Rory argues that marketing and advertising should align itself with behavioural economics in order to gain more credibility with the financial folk who run businesses these days. All that economics, science and quantitative analysis is just the sort of thing to impress the bean counters. And it might even make for more effective advertising. He makes a great case (see his TED talk here), though I think his idea falls into the category of 'necessary but not sufficient' if the task is to credibly reposition marketing and advertising within corporate hierarchies. I'd combine Rory's ideas with the insights from Larry Light - such as that the core strategic task of marketing is to build and maintain trust between companies and their customers - in order to map the way forward for the marketing profession.
But it wasn't the future of marketing that Rory got me thinking about. Rather it was the potential to use the insights from behavioural economics to facilitate a faster and more sustainable economic recovery. One of the interesting points in Rory's talk was that people are highly influenced by the predominant or majority pattern of behaviour in their society. People save a lot if saving is something most people publicly state to be a good thing (the Chinese experience), and people stay in 'opt out' organ-donor schemes if most people don't opt out. Right now, the majority of people in Ireland believe we are through the worst in terms of the recession, but are still holding tight to their purses and wallets.
It has been proposed that recovery policy should be focused on what George Katona called the "better-better" group: people who feel they are better off than they were a year ago, and who believe they will be even better off in a year's time - and who therefore have a high propensity to spend. As economic psychologist Stephen Lea puts it:
Where are we going to find them in the present climate?

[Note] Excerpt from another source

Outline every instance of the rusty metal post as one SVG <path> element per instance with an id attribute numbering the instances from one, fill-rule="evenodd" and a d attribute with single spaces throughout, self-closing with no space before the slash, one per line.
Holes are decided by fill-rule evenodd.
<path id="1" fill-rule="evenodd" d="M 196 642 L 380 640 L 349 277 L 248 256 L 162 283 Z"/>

The answer is that the great majority of people are not directly affected by the crisis. A recession makes us all less well off on average, but its impact is very unevenly distributed. Some people suffer major effects, losing their jobs or their businesses. But the majority of us suffer only marginal effects - a small increase in taxation, perhaps - and some are virtually immune, including many pensioners.
However, a much larger number of us are affected indirectly, either by the fear that we will be among those hit by the recession or through its effects on friends and family. We are all influenced by the "recession atmosphere" created by the media and policy-makers, with the result that people who are objectively unaffected nonetheless make cautious, conservative economic decisions. People whose circumstances place them in the better-better group nevertheless do not feel part of it.
What we need to do is build realistic confidence among those who can afford to act confidently. There is no economy without psychology, so there can be no economic recovery without psychological recovery. Economic policy needs to encourage people to recognise that they are in the better-better group.
It's an interesting idea: remind people that they are doing okay and it's all right to start spending again. Remember, nine out of ten people who had a job at the start of the recession two years ago still have a job. But there's more: George Katona found that one significant feature of people who were 'better-betters' was that they believed they were very much in control of their own lives; that their future depended on 'what I do myself' (from Katona's pioneering research back in 1974 - truly there's nothing new under the sun.)
BTW: I'm participating in a Geary Institute event on behavioural economics for businesses later this month.